Delhi police are planning action against banks that do not properly verify the credentials of customers before opening accounts.
In several recent cases of cheating busted by the Delhi police, the accused had opened bank accounts using forged documents.
On Tuesday, the crime branch attached 36 bank accounts used by a gang to cheat students seeking loans.
"Surprisingly, even government banks are not carrying out proper verification. The members of this gang had submitted forged documents to open accounts," a senior police officer, who requested anonymity, said.
"Banks are required to conduct proper verification to stop such illegal activities. A letter has been written to the banks concerned," the officer added.
The police arrested 12 of the gang members, including eight women. They would cheat students by promising them education loans. The police claimed the gang had cheated over 300 students to the tune of Rs 45 lakh.
The police are now planning to book bank officials for criminal conspiracy.
"We are exploring the possibility of taking legal action against banks," the officer revealed.
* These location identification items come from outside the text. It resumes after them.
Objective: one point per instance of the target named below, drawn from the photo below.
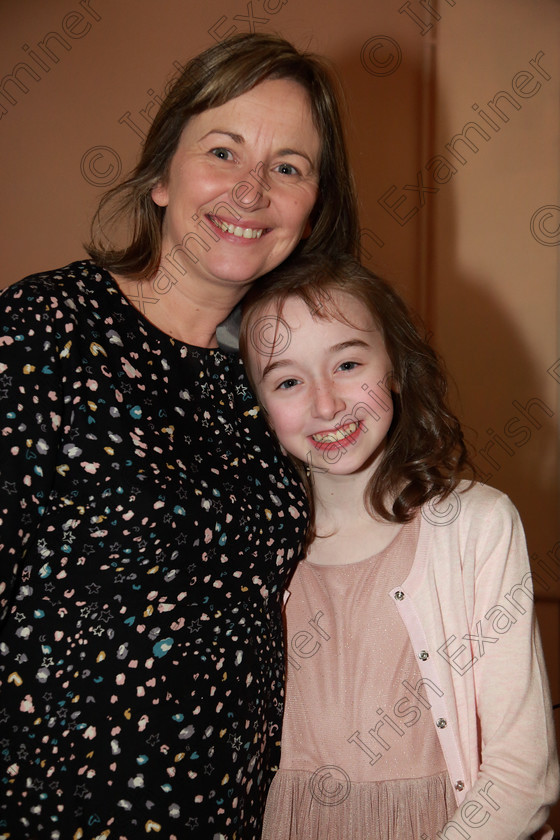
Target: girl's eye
(288, 383)
(222, 154)
(287, 169)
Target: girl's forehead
(334, 306)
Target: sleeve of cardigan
(518, 777)
(30, 416)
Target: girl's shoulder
(472, 511)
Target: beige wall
(477, 252)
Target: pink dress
(360, 755)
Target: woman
(148, 520)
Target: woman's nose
(253, 191)
(327, 403)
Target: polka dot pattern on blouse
(149, 523)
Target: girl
(417, 703)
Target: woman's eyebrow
(238, 138)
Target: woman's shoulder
(66, 289)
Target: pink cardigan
(468, 608)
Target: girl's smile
(325, 393)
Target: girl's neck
(184, 313)
(346, 531)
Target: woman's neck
(180, 312)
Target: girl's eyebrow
(336, 348)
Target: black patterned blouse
(148, 524)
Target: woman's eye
(222, 154)
(287, 169)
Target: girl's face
(324, 384)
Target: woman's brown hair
(212, 78)
(425, 454)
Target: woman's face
(241, 186)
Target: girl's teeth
(340, 434)
(245, 233)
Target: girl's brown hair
(425, 454)
(217, 75)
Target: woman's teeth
(339, 434)
(244, 233)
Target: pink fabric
(468, 603)
(302, 806)
(345, 706)
(468, 609)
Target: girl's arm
(518, 775)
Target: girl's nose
(327, 403)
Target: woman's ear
(307, 230)
(160, 194)
(392, 383)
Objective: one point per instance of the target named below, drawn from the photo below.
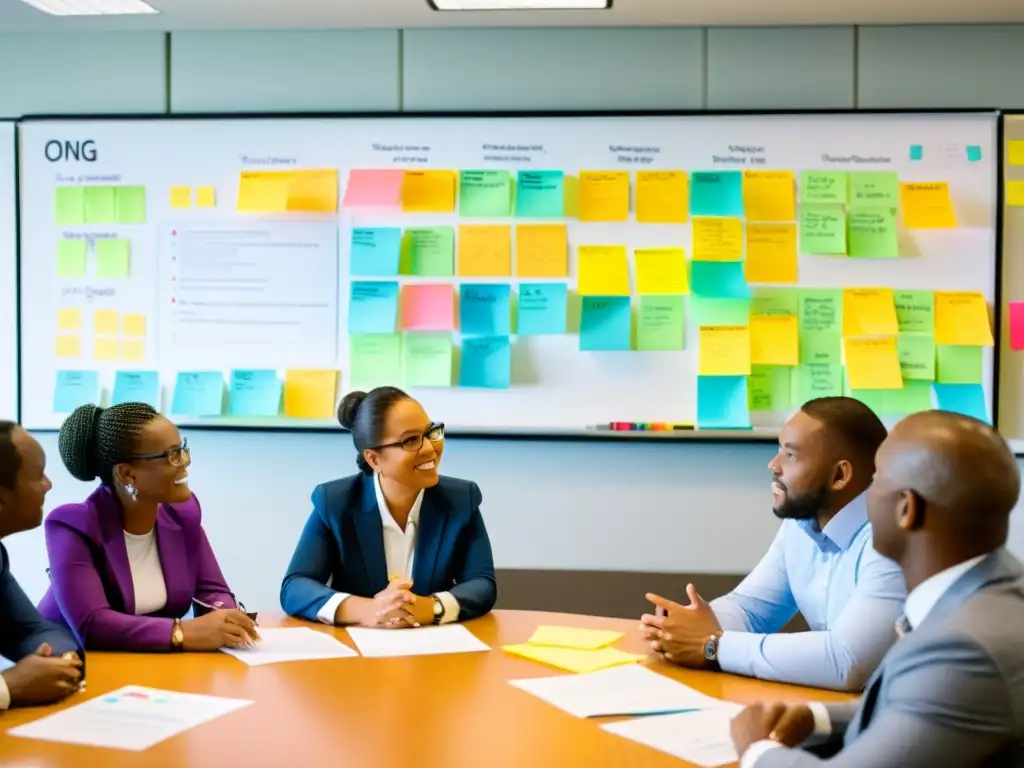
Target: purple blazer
(91, 589)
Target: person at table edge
(821, 563)
(399, 545)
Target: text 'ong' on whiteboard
(513, 273)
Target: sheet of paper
(279, 645)
(132, 718)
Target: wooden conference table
(453, 711)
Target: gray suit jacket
(949, 693)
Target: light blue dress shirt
(849, 595)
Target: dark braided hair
(93, 439)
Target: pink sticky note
(374, 188)
(428, 307)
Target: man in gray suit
(950, 692)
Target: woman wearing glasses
(127, 563)
(399, 545)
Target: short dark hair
(93, 440)
(364, 415)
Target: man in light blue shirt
(821, 563)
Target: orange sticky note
(604, 270)
(962, 318)
(485, 250)
(604, 196)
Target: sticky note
(541, 251)
(75, 388)
(927, 206)
(113, 258)
(540, 195)
(136, 386)
(428, 251)
(375, 252)
(484, 308)
(484, 194)
(962, 318)
(871, 232)
(542, 307)
(605, 324)
(662, 270)
(718, 240)
(199, 393)
(604, 270)
(71, 258)
(374, 360)
(310, 393)
(872, 364)
(485, 361)
(822, 229)
(428, 192)
(254, 392)
(725, 350)
(427, 307)
(484, 250)
(660, 324)
(722, 402)
(663, 197)
(717, 194)
(426, 359)
(373, 307)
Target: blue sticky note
(199, 393)
(75, 388)
(542, 308)
(717, 194)
(605, 324)
(719, 280)
(722, 402)
(254, 393)
(485, 308)
(375, 252)
(136, 386)
(373, 307)
(540, 195)
(963, 398)
(485, 361)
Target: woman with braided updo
(128, 562)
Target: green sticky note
(916, 355)
(823, 186)
(71, 258)
(426, 359)
(957, 365)
(871, 232)
(662, 324)
(69, 206)
(484, 194)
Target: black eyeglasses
(434, 433)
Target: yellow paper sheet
(962, 318)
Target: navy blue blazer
(343, 541)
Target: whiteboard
(555, 387)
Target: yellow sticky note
(310, 393)
(769, 196)
(725, 350)
(718, 240)
(662, 270)
(872, 364)
(868, 311)
(962, 318)
(663, 197)
(604, 196)
(774, 340)
(771, 253)
(927, 205)
(604, 270)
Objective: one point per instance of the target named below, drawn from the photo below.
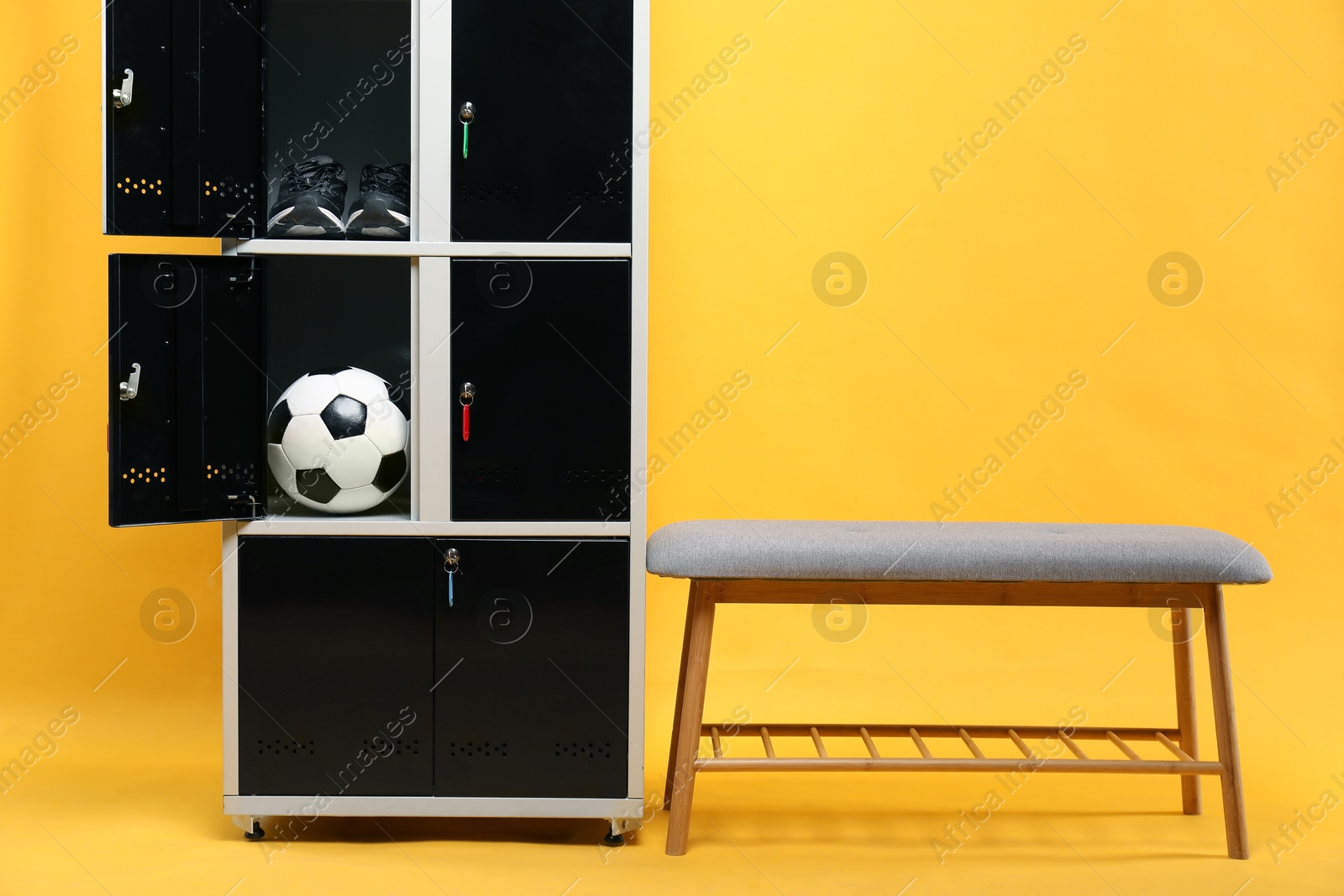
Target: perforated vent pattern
(597, 474)
(484, 194)
(286, 747)
(145, 476)
(472, 750)
(145, 186)
(581, 752)
(613, 192)
(230, 188)
(490, 474)
(402, 747)
(241, 473)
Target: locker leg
(250, 826)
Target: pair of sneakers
(312, 202)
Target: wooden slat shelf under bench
(1179, 765)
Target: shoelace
(386, 179)
(324, 179)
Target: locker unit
(472, 647)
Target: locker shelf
(423, 249)
(389, 524)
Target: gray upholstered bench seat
(1169, 570)
(952, 553)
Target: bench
(1019, 564)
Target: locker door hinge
(121, 96)
(249, 501)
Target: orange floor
(101, 815)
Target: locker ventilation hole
(230, 188)
(402, 747)
(597, 474)
(613, 192)
(147, 476)
(483, 194)
(477, 750)
(286, 747)
(490, 474)
(584, 752)
(241, 473)
(143, 187)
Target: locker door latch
(452, 559)
(467, 114)
(121, 96)
(131, 389)
(465, 398)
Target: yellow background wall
(981, 297)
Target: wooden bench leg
(1183, 644)
(1225, 726)
(690, 712)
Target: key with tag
(467, 114)
(452, 559)
(467, 396)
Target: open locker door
(183, 118)
(187, 403)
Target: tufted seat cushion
(952, 553)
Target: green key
(465, 114)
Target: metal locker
(186, 396)
(183, 118)
(543, 94)
(542, 355)
(533, 668)
(335, 663)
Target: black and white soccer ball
(336, 441)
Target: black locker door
(183, 156)
(549, 149)
(335, 663)
(546, 345)
(186, 332)
(533, 669)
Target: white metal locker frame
(433, 398)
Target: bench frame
(685, 759)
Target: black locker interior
(226, 93)
(217, 340)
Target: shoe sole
(306, 217)
(375, 221)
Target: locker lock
(467, 396)
(467, 114)
(121, 96)
(131, 389)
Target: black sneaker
(312, 201)
(383, 207)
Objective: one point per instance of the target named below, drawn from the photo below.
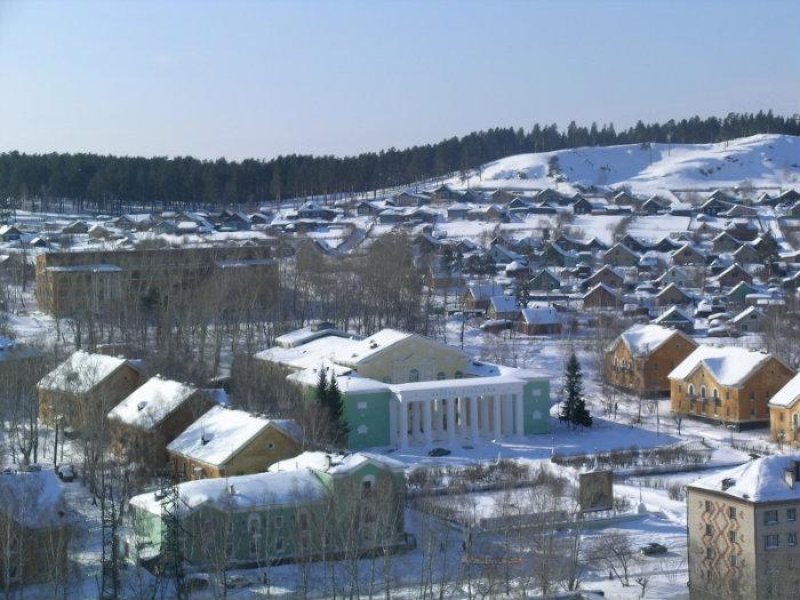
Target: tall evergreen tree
(573, 408)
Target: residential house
(401, 389)
(225, 443)
(672, 295)
(316, 506)
(619, 255)
(83, 388)
(742, 531)
(728, 385)
(688, 255)
(153, 415)
(539, 320)
(640, 359)
(601, 297)
(36, 529)
(675, 318)
(503, 307)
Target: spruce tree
(573, 409)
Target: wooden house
(672, 295)
(36, 530)
(225, 443)
(675, 318)
(152, 416)
(727, 385)
(85, 387)
(539, 320)
(619, 255)
(640, 359)
(601, 297)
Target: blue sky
(261, 78)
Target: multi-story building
(101, 281)
(727, 384)
(743, 528)
(401, 389)
(640, 359)
(313, 506)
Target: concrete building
(402, 389)
(743, 528)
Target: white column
(415, 422)
(473, 419)
(496, 422)
(427, 422)
(451, 421)
(403, 414)
(519, 415)
(485, 415)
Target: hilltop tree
(573, 408)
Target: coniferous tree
(573, 408)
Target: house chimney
(790, 476)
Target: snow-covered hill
(762, 161)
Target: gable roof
(81, 372)
(221, 433)
(151, 403)
(645, 339)
(729, 365)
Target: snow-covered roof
(33, 499)
(729, 365)
(80, 372)
(151, 403)
(220, 433)
(377, 342)
(647, 338)
(334, 464)
(787, 396)
(761, 480)
(242, 492)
"Investigations have revealed that one of those arrested — 25-year-old Sandeep Bajaj, a Delhi University graduate — had opened bank accounts with various banks. He had prepared fake identity cards (PAN and voter’s cards) using fictitious names. As per procedure, banks should verify the antecedents of account holders."
Using their bank account documents, the gang would buy SIM cards.
Sources said that on a few occasions, even bank employees were found helping such gangs.
"The gang members generally bribe the person who conducts the verification. Banks needs to tighten the noose on these outsourced employees who conduct the verification," he added.